Zastrzelę go jak psa, Brae sukiego syna!
Zapytacie pewnie, co też pokierowało
Tym mężnym bohaterem, by zakrzyknął śmiało
Słowa, tak rozsądne, a przy tym tak chwytliwe
Powiem szczerze, Moim Mili, nie wiem zupełnie
Czy to zresztą ważne?
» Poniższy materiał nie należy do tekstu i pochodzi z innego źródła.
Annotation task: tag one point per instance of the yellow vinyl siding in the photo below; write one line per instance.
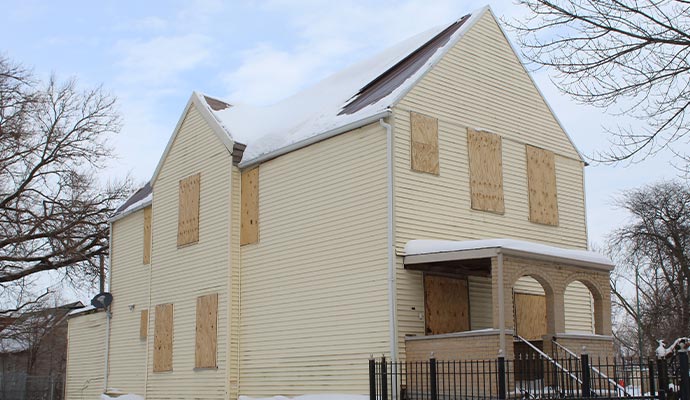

Gdybyście wszak słuchali
Uważnie, niczym odgłosu rosnącej trawy
Morskiej rzecz jasna, nie usłyszelibyście nic
Bowiem Feliks, dostojny bratek kędzierzawy
Powiedział to jedynie w duchu, po kielichu
Dodając przy tym prędko: Ach, gdybym tylko miał...
Kałasznikowa, och, och tak, Kałasznikowa
Tylko to się liczy w miernym świecie drzew i hub
Śliskich jak mydło płetw i ciężkich, rybich dup
Co by tylko siedziały w pałacach z korala
Popijały wodę i zajadały plankton
Albo suchy chleb rzucony im przez rybaków
Co to za życie, pytam?! Co za straszny czas?!
Wróćmy do rzeczy i zapytajmy o przyszłość
Małą, dzielną rybkę, która to chce zmienić świat
Rybko, mała rybko, czemuż ty jesteś rybką?
Czemuś ty smutna, czemu oczka Twoje puste,
A twe kroki ku zagładzie tak zamaszyste
Poderwij zakosa, rozczłamże siwowąsa
Bo trza obudzić się z marazmu ultraszybko
Odważna, lecz słaba, szybka, lecz śliska, rybko.
Nim wybuchnie wegetacja roślinna, a słoń
Swoimi promieniami ogrzeje Wasz Zbiornik
Nadejdzie wojownik, u boku swego dzierżąc
Własnymi płetwami, zdobyty, utrzymany
Kałasznikow, Kałasznikow, Kałasznikow... hej!